At least 3,500 civilians have already perished in west Mosul since the beginning of the latest offensive, according to Khanjar, who noted that most of the casualties have been inflicted by incessant coalition airstrikes and shelling.
“There were heavy casualties due to speeding up of military operations and we see this as a big mistake and residents who we are in touch with have much more fear than in the past of the ongoing military operations,” Reuters quoted Khanjar as saying. “We hope the US-led coalition doesn’t hurry up in this way without taking into consideration the human lives.”
US officials, however, could neither verify nor debunk these shocking figures, voiced by the Iraqi politician. The spokesman for the US State Department, Mark Toner, admitted that Washington has little data on what is really happening in Mosul.

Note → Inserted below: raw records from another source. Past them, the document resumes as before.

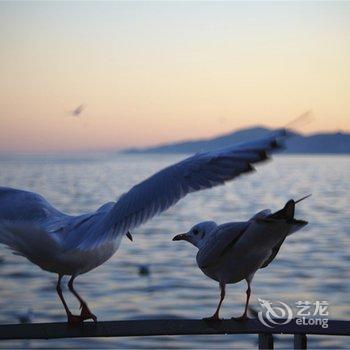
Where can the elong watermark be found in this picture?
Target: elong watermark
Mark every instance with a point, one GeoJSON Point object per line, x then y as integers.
{"type": "Point", "coordinates": [307, 313]}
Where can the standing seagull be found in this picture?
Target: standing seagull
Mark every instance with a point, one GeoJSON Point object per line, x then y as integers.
{"type": "Point", "coordinates": [234, 251]}
{"type": "Point", "coordinates": [73, 245]}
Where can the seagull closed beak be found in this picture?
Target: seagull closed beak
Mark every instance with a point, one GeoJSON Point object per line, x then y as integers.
{"type": "Point", "coordinates": [181, 237]}
{"type": "Point", "coordinates": [128, 234]}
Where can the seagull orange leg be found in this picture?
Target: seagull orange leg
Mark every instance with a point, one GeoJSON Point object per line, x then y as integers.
{"type": "Point", "coordinates": [244, 316]}
{"type": "Point", "coordinates": [71, 319]}
{"type": "Point", "coordinates": [85, 314]}
{"type": "Point", "coordinates": [216, 317]}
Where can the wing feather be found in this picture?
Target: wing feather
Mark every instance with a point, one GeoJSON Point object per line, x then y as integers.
{"type": "Point", "coordinates": [223, 238]}
{"type": "Point", "coordinates": [168, 186]}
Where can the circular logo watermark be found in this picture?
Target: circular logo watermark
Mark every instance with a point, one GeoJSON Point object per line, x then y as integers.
{"type": "Point", "coordinates": [273, 314]}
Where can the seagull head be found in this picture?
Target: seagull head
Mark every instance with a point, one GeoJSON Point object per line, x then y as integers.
{"type": "Point", "coordinates": [198, 234]}
{"type": "Point", "coordinates": [287, 213]}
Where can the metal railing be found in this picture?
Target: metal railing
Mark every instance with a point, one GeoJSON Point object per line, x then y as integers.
{"type": "Point", "coordinates": [172, 327]}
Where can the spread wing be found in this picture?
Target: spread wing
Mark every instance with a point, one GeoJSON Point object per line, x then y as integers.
{"type": "Point", "coordinates": [168, 186]}
{"type": "Point", "coordinates": [219, 242]}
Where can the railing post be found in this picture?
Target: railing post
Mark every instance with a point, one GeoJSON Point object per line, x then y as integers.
{"type": "Point", "coordinates": [300, 341]}
{"type": "Point", "coordinates": [265, 341]}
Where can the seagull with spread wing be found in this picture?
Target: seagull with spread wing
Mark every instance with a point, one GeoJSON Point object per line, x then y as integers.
{"type": "Point", "coordinates": [235, 251]}
{"type": "Point", "coordinates": [73, 245]}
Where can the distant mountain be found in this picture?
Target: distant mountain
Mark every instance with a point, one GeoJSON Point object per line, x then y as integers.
{"type": "Point", "coordinates": [336, 143]}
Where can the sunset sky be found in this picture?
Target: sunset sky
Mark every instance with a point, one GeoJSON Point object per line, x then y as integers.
{"type": "Point", "coordinates": [154, 72]}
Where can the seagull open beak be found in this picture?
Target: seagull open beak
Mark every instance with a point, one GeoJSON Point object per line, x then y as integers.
{"type": "Point", "coordinates": [128, 234]}
{"type": "Point", "coordinates": [181, 237]}
{"type": "Point", "coordinates": [301, 199]}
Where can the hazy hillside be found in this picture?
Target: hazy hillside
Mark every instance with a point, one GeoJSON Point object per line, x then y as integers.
{"type": "Point", "coordinates": [337, 143]}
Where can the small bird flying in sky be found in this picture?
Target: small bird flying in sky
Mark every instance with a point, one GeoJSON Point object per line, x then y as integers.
{"type": "Point", "coordinates": [77, 111]}
{"type": "Point", "coordinates": [73, 245]}
{"type": "Point", "coordinates": [235, 251]}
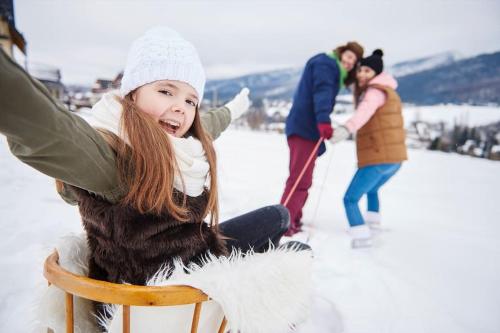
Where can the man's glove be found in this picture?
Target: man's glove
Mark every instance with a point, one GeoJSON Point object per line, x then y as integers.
{"type": "Point", "coordinates": [325, 130]}
{"type": "Point", "coordinates": [341, 133]}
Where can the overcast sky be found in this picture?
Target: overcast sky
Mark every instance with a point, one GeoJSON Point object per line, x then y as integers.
{"type": "Point", "coordinates": [87, 39]}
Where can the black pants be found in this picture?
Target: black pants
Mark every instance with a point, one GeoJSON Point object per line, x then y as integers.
{"type": "Point", "coordinates": [258, 229]}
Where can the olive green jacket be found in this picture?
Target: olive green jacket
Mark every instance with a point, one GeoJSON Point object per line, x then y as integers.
{"type": "Point", "coordinates": [42, 133]}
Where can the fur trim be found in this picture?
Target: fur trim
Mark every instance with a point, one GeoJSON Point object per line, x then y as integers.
{"type": "Point", "coordinates": [258, 293]}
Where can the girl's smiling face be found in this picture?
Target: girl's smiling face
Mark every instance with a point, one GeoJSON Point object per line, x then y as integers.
{"type": "Point", "coordinates": [364, 74]}
{"type": "Point", "coordinates": [172, 103]}
{"type": "Point", "coordinates": [348, 60]}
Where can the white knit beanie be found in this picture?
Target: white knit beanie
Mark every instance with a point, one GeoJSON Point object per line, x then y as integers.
{"type": "Point", "coordinates": [162, 54]}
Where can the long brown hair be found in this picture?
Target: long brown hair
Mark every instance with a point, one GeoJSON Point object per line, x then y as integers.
{"type": "Point", "coordinates": [358, 50]}
{"type": "Point", "coordinates": [147, 165]}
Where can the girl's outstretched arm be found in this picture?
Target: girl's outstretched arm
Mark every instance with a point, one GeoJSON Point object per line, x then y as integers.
{"type": "Point", "coordinates": [217, 120]}
{"type": "Point", "coordinates": [44, 135]}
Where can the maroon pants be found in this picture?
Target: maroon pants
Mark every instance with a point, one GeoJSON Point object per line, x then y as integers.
{"type": "Point", "coordinates": [300, 150]}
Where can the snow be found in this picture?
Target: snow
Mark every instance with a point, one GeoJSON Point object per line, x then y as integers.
{"type": "Point", "coordinates": [434, 267]}
{"type": "Point", "coordinates": [449, 114]}
{"type": "Point", "coordinates": [422, 64]}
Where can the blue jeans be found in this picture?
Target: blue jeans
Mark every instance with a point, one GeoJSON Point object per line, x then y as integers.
{"type": "Point", "coordinates": [367, 180]}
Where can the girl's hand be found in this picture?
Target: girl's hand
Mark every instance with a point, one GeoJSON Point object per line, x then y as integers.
{"type": "Point", "coordinates": [239, 104]}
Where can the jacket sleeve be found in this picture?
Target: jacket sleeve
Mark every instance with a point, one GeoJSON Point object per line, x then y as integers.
{"type": "Point", "coordinates": [216, 121]}
{"type": "Point", "coordinates": [44, 135]}
{"type": "Point", "coordinates": [325, 86]}
{"type": "Point", "coordinates": [374, 98]}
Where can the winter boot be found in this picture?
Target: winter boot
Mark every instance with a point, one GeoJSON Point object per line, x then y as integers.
{"type": "Point", "coordinates": [361, 236]}
{"type": "Point", "coordinates": [372, 219]}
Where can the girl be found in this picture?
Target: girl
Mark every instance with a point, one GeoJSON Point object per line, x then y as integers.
{"type": "Point", "coordinates": [138, 167]}
{"type": "Point", "coordinates": [309, 119]}
{"type": "Point", "coordinates": [380, 143]}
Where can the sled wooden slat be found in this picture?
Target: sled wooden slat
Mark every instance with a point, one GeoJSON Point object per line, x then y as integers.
{"type": "Point", "coordinates": [196, 318]}
{"type": "Point", "coordinates": [69, 313]}
{"type": "Point", "coordinates": [126, 318]}
{"type": "Point", "coordinates": [107, 292]}
{"type": "Point", "coordinates": [222, 327]}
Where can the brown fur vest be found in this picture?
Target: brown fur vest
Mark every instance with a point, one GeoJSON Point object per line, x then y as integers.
{"type": "Point", "coordinates": [127, 246]}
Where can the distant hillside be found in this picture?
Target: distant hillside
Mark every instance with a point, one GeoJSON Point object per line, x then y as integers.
{"type": "Point", "coordinates": [442, 78]}
{"type": "Point", "coordinates": [473, 81]}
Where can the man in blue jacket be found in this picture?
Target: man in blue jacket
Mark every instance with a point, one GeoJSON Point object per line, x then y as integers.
{"type": "Point", "coordinates": [309, 119]}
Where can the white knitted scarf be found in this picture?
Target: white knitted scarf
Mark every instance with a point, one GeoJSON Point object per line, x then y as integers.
{"type": "Point", "coordinates": [189, 153]}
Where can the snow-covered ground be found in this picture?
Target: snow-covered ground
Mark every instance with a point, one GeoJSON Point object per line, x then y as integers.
{"type": "Point", "coordinates": [449, 114]}
{"type": "Point", "coordinates": [435, 268]}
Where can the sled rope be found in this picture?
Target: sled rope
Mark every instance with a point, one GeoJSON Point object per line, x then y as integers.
{"type": "Point", "coordinates": [327, 172]}
{"type": "Point", "coordinates": [315, 150]}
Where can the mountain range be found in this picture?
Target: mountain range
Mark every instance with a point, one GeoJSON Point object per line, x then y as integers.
{"type": "Point", "coordinates": [441, 78]}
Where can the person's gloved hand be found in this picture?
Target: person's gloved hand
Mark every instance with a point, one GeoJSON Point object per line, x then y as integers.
{"type": "Point", "coordinates": [341, 133]}
{"type": "Point", "coordinates": [325, 130]}
{"type": "Point", "coordinates": [239, 104]}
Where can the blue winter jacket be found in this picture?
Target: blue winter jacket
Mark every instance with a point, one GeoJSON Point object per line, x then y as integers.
{"type": "Point", "coordinates": [314, 98]}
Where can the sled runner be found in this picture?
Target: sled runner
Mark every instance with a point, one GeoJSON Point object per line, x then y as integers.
{"type": "Point", "coordinates": [122, 294]}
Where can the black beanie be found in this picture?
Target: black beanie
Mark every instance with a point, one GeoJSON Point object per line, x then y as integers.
{"type": "Point", "coordinates": [374, 61]}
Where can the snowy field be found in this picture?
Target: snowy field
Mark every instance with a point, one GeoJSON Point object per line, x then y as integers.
{"type": "Point", "coordinates": [434, 268]}
{"type": "Point", "coordinates": [450, 114]}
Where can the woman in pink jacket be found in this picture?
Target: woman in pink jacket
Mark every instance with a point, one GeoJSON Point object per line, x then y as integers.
{"type": "Point", "coordinates": [380, 143]}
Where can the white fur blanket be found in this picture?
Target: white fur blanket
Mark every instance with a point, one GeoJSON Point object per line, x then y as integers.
{"type": "Point", "coordinates": [258, 293]}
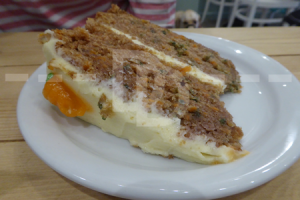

“I just don’t have any kind of visibility on these exact allegations,” Toner told RT’s correspondent Gayane Chichakyan.
A lack of verified accounts, however, never prevented US officials from condemning reports of civilian sufferings and casualties during the Aleppo liberation. As many human rights advocates have noted, western mainstream media has also followed a similar pattern, citing all kinds of questionable sources to report casualties allegedly skyrocketing among eastern Aleppo residents.
READ MORE: ‘More have already fled Mosul than E. Aleppo during liberation’ – Russian FM
The Mosul operation gets completely different coverage in the media than the Aleppo liberation did, as civilian losses and hardships are muffled, Bolivian documentary filmmaker and director of the “The Voice of Syria” Carla Ortiz told RT.
“Whatever the media was covering 24/7 was basically on every wrong move that the Syrian Army, or Russia, or Iran were making. Of course, there were many casualties as well because that’s why it’s a war,” Ortiz said. “But I think about Mosul we don’t have much information about what is really happening. There’s a lot of silence about it, and if you want to find out you have to really go deep in.”